Rimasto solo, il pittore iniziò sempre più a bere, trascurando spesso la pittura, che subiva una sempre maggiore involuzione commerciale ed una sciatteria in senso esecutivo, limitandosi egli a copiare svogliatamente fotografie, spesso di persone defunte. Ormai apatico ed accidioso, il pittore non volle esporre quasi più, specie fuori le mura (nel 1904 comunque fu presente ad una collettiva a Ravenna) e pare abbia rifiutato l’invito di Giovanni Boldini, che lo stimava, di raggiungerlo a Parigi. Ogni tanto Bernagozzi rivelava la zampata del vecchio leone, come in alcuni ritratti maschili: quello icastico del 1904 in collezione privata a Ferrara, che par quasi il protagonista del dolente racconto di Mann Morte a Venezia; quello dell’onorevole Andrea Costa (1908, Ferrara, Galleria Civica d’Arte moderna e contemporanea); quello del collezionista di ceramiche Giovanni Pasetti (1910, ubicazione ignota); oppure l’Autoritratto del 1911 (Ferrara, collezione privata). Il suo amor proprio fu ferito poi da una polemica giornalistica che lo contrappose nel 1909 al letterato Ezio Maria Gray, reo di aver snobbato la sua produzione ritrattistica presentata all’ennesima collettiva ferrarese allestita al Palazzo dei Diamanti. Pur mantenendosi in parte dando lezioni private alle fanciulle della borghesia ferrarese (Isa Magrini, che per certi versi lo superò) o alle figlie di sodali (Ada Santini) o di artisti (Beatrice Maldarelli), egli viveva in una miseria pittoresca, in una bohème dai toni vernacolari, tanto che all’ennesimo sfratto gli amici socialisti della Deputazione Provinciale riuscirono a fargli ottenere come casa-studio una stanza nella torre ovest del Castello Estense di Ferrara. Qui dipinse fino alla fine dei suoi giorni, morendo per un male incurabile a soli cinquantasei anni.

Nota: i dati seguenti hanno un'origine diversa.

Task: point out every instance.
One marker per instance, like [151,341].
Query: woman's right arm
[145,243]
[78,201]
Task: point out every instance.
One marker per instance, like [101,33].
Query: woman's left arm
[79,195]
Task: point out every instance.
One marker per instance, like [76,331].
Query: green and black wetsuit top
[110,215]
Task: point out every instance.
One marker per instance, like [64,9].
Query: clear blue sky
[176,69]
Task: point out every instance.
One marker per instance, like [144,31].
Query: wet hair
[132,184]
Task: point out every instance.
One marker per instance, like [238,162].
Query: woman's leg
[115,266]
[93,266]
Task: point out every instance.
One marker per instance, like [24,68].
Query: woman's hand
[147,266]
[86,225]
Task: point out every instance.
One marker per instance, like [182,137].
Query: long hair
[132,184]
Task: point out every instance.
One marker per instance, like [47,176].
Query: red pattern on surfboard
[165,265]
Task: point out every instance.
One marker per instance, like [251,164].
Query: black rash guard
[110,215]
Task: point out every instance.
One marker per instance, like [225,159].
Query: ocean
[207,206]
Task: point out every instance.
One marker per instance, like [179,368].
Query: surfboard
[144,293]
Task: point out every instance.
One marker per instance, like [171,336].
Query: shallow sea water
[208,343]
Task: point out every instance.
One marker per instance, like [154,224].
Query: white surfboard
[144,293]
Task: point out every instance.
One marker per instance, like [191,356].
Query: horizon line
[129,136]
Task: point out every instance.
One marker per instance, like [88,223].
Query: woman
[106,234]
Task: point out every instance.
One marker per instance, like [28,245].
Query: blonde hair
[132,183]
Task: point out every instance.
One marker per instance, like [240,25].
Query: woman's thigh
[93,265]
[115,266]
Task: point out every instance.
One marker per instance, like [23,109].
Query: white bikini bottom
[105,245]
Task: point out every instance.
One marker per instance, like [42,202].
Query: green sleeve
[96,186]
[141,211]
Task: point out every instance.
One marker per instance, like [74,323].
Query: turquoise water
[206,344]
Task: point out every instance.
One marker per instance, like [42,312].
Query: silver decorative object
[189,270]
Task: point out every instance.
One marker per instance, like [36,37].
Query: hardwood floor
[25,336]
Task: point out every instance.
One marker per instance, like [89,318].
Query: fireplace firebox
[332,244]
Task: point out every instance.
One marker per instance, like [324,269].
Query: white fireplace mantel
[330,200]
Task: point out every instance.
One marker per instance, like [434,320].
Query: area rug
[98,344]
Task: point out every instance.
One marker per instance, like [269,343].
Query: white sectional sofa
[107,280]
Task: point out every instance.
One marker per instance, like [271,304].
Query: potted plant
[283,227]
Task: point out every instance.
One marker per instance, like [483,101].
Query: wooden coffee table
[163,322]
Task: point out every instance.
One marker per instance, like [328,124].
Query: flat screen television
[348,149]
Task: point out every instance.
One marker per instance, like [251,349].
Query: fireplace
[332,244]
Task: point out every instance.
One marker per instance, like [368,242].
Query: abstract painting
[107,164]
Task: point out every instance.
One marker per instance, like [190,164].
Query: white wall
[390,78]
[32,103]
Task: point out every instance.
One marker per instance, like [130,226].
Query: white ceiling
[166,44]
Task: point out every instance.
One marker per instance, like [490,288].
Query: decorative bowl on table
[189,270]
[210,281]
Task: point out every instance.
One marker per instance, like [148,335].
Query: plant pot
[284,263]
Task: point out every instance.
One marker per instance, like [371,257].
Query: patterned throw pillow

Ai suoi funerali lesse l’elogio funebre il critico Alberto Neppi, proprietario delle avanguardistiche edizioni “Taddei”, mentre lo commemorò significativamente in un articolo il giovane Filippo De Pisis, usando lo pseudonimo “Il raggio”. Il Comune di Portomaggiore ha istituito in sua memoria il “Premio Speciale Bernagozzi” e una Galleria del Ritratto, presso l’ottocentesco Teatro Concordia, con dieci suoi dipinti ed altrettanti di Remo Brindisi.

Riferimenti bibliografici: Il Raggio [Filippo De Pisis], Federico Bernagozzi, in “L’Orifiamma”, febbraio 1916; R. Sitti, Federico Bernagozzi e il suo tempo, Ferrara, 1959; L. Scardino, Federico Bernagozzi ritrattista, prefazione di V. Sgarbi, Portomaggiore, 1982.